After generating the whisper_encoder_int8.tflite model, I used the following command to convert it to .nb format:

./stedgeai generate --target stm32mp2 --model whisper_encoder_int8.tflite --input-data-type float32 --output-data-type float32

However, I encountered the following error:

E 23:02:43 Operands could not be broadcast together with shapes [147456, 1500, 384] [86973087744, 1500, 384] INTERNAL ERROR: ('Operands could not be broadcast together with shapes [147456, 1500, 384] [86973087744, 1500, 384]', None)

I am unsure what is causing this error. Could it be an issue with how I generated the .tflite model, maybe because the encoder has 4 layers? Or is there a limitation with the ST Edge AI tool regarding tensor shapes or dimensions?

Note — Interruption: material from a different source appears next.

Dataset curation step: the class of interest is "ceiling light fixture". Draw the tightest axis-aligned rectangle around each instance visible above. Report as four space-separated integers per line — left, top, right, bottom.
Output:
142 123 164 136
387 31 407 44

I would appreciate any insights or guidance on resolving this issue.

Thank you!

Julian E. · ‎2025-03-04

Hello @Justin_wu ,

At first glance, the issue could be related to shape mismatches or dynamic shapes that are not interpretable.

It could be due to post-processing layers being removed by ST Edge AI, leading to errors, or certain layers not being supported on this model.

Additionally, it seems that the model quantization is done per-channel rather than per-tensor, which can significantly impact performance by running the model on the GPU instead of the NPU.

I will try to replicate to find where it comes from and update you.

Have a good day,

Julian

In order to give better visibility on the answered topics, please click on 'Accept as Solution' on the reply which solved your issue or answered your question.

Justin_wu · ‎2025-03-05

Hi @Julian E. ,

Thank you very much for your assistance. I truly appreciate your support. I have a quick question regarding the quantization process: Could you please clarify how you determine that the quantization is performed on a per-channel basis? My understanding is that if I set converter._experimental_disable_per_channel = True, the converter will perform per-tensor quantization. Is that correct?

Thank you again for your help.

Best regards,
Wu

Julian E. · ‎2025-03-07

Hello @Justin_wu,

You are correct, I misread.

Additionally, you can check it in neutron for example:

If scale and zero_point are scalars (empty shape []), it's per-tensor quantization.
If scale and zero_point have a shape like [C], it's per-channel quantization.

For exemple:

On the left is PerChannel, on the right is PerTensor

I plan to replicate your test, but for the moment I am blocked by my proxy...

I will update you if I get anything useful.

Have a good day,

Julian

In order to give better visibility on the answered topics, please click on 'Accept as Solution' on the reply which solved your issue or answered your question.

Justin_wu · ‎2025-03-10

Hi @Julian E.,

I appreciate your clarification! Thank you for your help.

Best regards,
Wu